I'm having the following issue: I have a function which iterates over a list of dates which are all workdays. For each auf these dates I need to get the week number. So this might look currently like:
last_day = datetime.date(2016, 2, 1)
current_workday = datetime.now().date()
datelist = []
while current_workday < last_day:
datelist.append(current_workday)
current_workday = workdays.workday(current_workday, 1) //get the next workday
for day in datelist:
week = datetime.date(day).isocalendar()[1]
print week
However my boss isn't lucky anymore with what happens between the years. The "problem" is pointed at the end of this page http://www.staff.science.uu.nl/~gent0113/calendar/isocalendar.htm (go to page long and short ISO years)
"An ISO calendar year is long if and only if the corresponding Gregorian year begins on a Thursday when it is a common year or begins on a Wednesday when it is a leap year."
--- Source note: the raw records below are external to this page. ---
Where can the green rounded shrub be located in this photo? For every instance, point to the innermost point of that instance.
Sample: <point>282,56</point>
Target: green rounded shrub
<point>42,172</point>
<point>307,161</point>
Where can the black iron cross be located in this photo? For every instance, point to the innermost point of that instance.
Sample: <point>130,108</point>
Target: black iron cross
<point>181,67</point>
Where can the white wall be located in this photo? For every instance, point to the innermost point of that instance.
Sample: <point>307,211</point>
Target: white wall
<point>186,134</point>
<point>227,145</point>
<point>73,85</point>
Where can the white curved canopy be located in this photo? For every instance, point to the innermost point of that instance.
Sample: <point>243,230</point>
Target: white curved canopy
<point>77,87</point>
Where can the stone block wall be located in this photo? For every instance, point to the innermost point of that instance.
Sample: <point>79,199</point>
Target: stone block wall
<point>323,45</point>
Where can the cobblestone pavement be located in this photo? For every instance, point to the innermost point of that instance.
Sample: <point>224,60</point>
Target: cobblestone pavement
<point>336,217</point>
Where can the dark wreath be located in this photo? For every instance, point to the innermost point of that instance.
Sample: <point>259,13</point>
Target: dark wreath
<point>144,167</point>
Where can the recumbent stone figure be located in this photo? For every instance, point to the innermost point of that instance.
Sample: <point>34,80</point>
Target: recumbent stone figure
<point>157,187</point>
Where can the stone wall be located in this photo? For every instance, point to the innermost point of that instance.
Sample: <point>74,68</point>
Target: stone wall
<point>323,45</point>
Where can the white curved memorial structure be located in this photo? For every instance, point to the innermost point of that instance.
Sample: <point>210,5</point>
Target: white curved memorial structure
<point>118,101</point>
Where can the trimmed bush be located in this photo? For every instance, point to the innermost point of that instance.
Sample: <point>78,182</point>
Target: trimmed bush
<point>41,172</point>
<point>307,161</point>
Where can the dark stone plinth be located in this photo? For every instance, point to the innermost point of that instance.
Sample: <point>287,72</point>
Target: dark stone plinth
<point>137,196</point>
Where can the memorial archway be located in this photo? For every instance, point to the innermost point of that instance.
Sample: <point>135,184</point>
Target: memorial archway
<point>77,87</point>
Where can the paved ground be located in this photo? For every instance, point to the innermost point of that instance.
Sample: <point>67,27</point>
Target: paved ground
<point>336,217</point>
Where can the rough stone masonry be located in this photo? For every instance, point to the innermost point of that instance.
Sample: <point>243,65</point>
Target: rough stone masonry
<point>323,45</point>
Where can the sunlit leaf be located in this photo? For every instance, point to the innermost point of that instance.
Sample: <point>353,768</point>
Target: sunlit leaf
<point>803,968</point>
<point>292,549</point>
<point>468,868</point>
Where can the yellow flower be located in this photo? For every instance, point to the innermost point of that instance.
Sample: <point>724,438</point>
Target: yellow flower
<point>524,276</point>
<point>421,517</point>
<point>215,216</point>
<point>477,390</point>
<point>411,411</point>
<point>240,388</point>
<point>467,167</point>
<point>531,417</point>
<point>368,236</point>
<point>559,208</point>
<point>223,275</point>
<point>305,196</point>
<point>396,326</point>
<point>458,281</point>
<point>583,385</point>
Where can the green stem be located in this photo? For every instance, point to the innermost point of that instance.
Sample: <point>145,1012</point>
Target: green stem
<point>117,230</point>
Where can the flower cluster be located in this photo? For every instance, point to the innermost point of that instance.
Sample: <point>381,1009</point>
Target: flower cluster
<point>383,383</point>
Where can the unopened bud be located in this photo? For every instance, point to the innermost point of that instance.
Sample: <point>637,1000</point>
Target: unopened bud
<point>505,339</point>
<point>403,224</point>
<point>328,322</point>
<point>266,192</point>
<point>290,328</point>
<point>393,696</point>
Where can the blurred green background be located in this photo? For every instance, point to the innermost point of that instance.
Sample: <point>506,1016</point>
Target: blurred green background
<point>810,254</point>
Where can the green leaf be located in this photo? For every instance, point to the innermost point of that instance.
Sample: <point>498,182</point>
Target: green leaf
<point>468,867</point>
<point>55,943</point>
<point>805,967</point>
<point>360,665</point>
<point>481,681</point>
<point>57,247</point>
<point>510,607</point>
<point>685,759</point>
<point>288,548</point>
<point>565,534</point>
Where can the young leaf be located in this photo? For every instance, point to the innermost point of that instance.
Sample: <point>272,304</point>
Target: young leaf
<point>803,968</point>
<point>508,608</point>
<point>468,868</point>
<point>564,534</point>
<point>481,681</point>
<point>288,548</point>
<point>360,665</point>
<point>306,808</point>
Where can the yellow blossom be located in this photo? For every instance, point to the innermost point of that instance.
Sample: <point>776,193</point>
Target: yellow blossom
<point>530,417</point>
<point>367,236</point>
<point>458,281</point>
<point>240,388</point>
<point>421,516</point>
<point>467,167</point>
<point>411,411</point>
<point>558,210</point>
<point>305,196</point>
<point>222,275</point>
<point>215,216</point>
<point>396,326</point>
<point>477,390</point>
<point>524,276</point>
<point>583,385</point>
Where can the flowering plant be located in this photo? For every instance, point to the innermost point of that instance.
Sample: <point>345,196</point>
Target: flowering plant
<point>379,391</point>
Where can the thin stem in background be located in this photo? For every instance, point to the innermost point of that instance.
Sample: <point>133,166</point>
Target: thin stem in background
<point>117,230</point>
This does not seem to work always as the author further mentions:
"This rule has worked fine since 1977 but failed in 2004 (a leap year that began on a Thursday) as the following diagram shows." (please refer to the diagram on page Long and short ISO years since I am not allowed to post images yet)
My issue is somehow the other way around. I do not seem to have enough reputation points to show it to you, but in my Excel output file I get a CW 0 only on January 1st.
He don't want to have those week 0. Do someone have an idea how to calculate with another week format than the one from the isocalendar? Or am I just doing something wrong?